Right - i think @kyrias's woes are solved for now by running twisted 16.6.0 release rather than trunk.

Meanwhile we have two other instances which look a bit like this bug:

  • Schnuffle on #matrix-dev has reported leaking FDs, but believes it's due to a logging misconfiguration (i'm not sure of the details). I'm going to open this as a new bug if it persists.
  • Jeremy on #matrix-dev has leaking inbound FDs too, looking identical to @kyrias's symptoms, but with Twisted 15.2 and Synapse 0.18.7. However, he's running on an Ubuntu VPS on Azure, which apparently 'times out TCP connections after 4 minutes'. If Azure's timeout mechanism is to just silently drop the conntrack entry after 4 minutes (i.e. not send any RSTs), this could well cause idle sockets to leak given the server-side timeout problems above. So for now I'm going to ignore this until the server-side timeout bug is fixed.

So on the Matrix side, i'm going to close this one up - huge thanks to @kyrias, @glyph, @markrwilliams, @mithrandi and @lukasa for getting to the bottom of the various woes.

Finally, the Twisted server-side timeout bug is being tracked on https://twistedmatrix.com/trac/ticket/8992, which looks now to have been merged, so we should all be good \o/

Right - i think @kyrias's woes are solved for now by running twisted 16.6.0 release rather than trunk.

... but @Lukasa 's patch which was supposed to fix this (https://github.com/twisted/twisted/pull/676/files) only made it into twisted 17.1.0, so this doesn't entirely make sense.
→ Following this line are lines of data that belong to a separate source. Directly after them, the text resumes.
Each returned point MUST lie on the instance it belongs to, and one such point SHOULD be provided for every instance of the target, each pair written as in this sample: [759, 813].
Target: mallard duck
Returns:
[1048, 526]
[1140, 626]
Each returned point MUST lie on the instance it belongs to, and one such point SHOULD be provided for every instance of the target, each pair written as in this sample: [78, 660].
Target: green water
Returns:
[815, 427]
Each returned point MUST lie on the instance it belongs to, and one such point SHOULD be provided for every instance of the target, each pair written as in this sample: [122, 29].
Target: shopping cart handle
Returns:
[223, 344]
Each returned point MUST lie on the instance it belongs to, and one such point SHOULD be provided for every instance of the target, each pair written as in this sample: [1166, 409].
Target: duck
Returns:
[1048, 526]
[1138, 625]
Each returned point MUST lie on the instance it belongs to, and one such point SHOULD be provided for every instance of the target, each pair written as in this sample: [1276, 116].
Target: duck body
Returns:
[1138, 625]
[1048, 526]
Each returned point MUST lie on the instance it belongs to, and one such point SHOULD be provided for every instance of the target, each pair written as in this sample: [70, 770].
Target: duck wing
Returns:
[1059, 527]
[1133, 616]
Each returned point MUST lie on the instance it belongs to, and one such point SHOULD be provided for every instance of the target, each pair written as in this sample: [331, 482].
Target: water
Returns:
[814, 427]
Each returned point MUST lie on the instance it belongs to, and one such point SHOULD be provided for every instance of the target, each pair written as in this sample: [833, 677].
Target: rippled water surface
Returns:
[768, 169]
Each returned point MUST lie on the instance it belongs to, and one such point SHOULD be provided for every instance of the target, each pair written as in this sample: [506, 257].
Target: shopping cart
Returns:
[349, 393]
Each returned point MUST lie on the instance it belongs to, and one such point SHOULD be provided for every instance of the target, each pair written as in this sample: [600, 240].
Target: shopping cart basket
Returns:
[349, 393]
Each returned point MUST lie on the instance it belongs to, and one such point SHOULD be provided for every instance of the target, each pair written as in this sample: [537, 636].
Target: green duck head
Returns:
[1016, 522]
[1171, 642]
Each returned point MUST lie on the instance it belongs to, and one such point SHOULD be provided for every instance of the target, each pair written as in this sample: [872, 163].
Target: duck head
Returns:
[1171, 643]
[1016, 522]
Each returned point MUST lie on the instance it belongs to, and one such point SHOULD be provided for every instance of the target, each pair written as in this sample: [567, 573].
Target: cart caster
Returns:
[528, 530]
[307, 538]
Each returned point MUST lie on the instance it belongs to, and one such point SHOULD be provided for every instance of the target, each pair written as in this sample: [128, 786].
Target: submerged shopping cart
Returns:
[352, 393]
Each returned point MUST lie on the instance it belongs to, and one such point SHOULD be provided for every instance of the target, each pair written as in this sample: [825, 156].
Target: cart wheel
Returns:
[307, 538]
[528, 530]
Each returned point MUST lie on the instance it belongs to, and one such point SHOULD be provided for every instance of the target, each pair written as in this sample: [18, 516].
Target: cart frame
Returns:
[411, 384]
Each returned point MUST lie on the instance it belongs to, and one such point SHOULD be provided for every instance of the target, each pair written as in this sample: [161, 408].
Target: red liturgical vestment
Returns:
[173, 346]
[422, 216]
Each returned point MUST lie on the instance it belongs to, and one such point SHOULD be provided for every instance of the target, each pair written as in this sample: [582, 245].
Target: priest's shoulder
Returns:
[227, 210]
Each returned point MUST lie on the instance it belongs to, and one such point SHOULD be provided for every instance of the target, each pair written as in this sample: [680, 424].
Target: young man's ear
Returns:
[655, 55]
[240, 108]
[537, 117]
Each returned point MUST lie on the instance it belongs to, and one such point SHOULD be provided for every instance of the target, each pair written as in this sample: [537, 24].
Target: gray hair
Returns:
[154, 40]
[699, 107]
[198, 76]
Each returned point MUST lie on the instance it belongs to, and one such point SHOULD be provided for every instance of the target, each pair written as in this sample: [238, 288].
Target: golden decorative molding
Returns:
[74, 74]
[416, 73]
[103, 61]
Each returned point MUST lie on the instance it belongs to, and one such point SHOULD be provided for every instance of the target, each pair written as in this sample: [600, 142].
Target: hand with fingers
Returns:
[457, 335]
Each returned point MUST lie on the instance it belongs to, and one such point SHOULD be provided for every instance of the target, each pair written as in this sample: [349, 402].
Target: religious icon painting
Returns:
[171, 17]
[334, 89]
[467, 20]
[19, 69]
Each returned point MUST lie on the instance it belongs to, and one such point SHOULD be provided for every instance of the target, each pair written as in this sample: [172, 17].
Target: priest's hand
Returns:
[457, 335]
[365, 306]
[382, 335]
@richvdh The code that needed fixing never made it into a final release. 16.6 was before the breakage was introduced. There were some 16.7rc releases that had some issue and never lead to a release. Then 17.1 was released with the fixes.

@tomprince: that matches my understanding. Just saying, I am surprised that the problem went away for @kyrias.

i think the reason @richvdh is surprised is because he hit the same misbehaviour today on 16.2. however, i'm wondering if this because 16.2 was missing some other timeout behaviour (as opposed to the stuff which broke in the illfated 16.7 release, which kyrias was running before he reverted to 16.6 and everything got better).

I thought we conclusively diagnosed this as debug_deferred completely breaking the semantics of Deferreds?

@glyph: that was certainly a cause for brokenness, but leaks were being observed even when it was disabled, per https://github.com/matrix-org/synapse/issues/1778#issuecomment-272296360.

I don't think there is cause for concern here - there is no reason to believe that leaks are still present in twisted 17.1. I just remain a bit mystified as to why kyrias' server would be fixed by a change (downgrade from trunk?) to 16.6.

Rereading now, I wonder if kyrias was actually using 16.6 patched with the fix to 8992.

Oops

@ara4n: yes, I did find leaks on 16.3, which surprised nobody except me, having failed to grok 8992 correctly. I don't know if the leaks I was seeing were due to 8992 (though they certainly looked similar), or some other bug which has been fixed along the way. Either way, 17.1 seems happy.

This is slightly problematic, because to be sure of avoiding leaks, you either need twisted 15.5, which we no longer support in synapse, or 17.1, which is much too new for any of the distros to have yet. I wonder what the chances of getting a patch to 8992 into jessie-backports is.

Oh, I'm apparently an idiot. I just read this properly:

16.6 was before the breakage was introduced

Nevertheless, we still have a problem in that (some) 16.x versions of twisted seem to leak fds, and those versions may well correspond to what's in some distros.